From the appengine cookbook:
def deepFetch(queryGen,key=None,batchSize = 100):
"""Iterator that yields an entity in batches.
Args:
queryGen: should return a Query object
key: used to .filter() for __key__
batchSize: how many entities to retrieve in one datastore call
Retrieved from http://tinyurl.com/d887ll (AppEngine cookbook).
"""
from google.appengine.ext import db
# AppEngine will not fetch more than 1000 results
batchSize = min(batchSize,1000)
query = None
done = False
count = 0
if key:
key = db.Key(key)
while not done:
print count
query = queryGen()
if key:
query.filter("__key__ > ",key)
results = query.fetch(batchSize)
for result in results:
count += 1
yield result
if batchSize > len(results):
done = True
else:
key = results[-1].key()
The above code together with Remote API (see this article) allows you to retrieve as many entities as you need.

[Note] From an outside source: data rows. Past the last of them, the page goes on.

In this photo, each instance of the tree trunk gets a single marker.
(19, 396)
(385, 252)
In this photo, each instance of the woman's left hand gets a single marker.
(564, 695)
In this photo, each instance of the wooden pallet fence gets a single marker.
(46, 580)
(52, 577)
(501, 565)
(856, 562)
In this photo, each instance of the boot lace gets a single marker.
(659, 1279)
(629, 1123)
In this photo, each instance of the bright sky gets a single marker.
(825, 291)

You can use the above code like this:
def allMyModel():
q = MyModel.all()
myModels = deepFetch(allMyModel)
At first I had the same experience as others who transitioned from SQL to GQL -- kind of weird to not be able to do JOINs, count more than 1000 rows, etc. Now that I've worked with it for a few months I absolutely love the app engine. I'm porting all of my old projects onto it.

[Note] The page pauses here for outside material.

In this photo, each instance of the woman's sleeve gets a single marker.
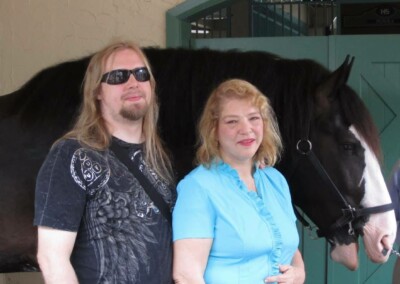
(193, 215)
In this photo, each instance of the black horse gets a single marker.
(331, 144)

I use it to host several high-traffic web applications (at peak time one of them gets 50k hits a minute.)
Google App Engine doesn't use an actual database, and apparently uses some sort of distributed hash map. This will lend itself to some different behaviors that people who are accustomed to SQL just aren't going to see at first. So for example getting a COUNT of items in regular SQL is expected to be a fast operation, but with GQL it's just not going to work the same way.
Here are some more issues:
http://blog.burnayev.com/2008/04/gql-limitations.html
In my personal experience, it's an adjustment, but the learning curve is fine.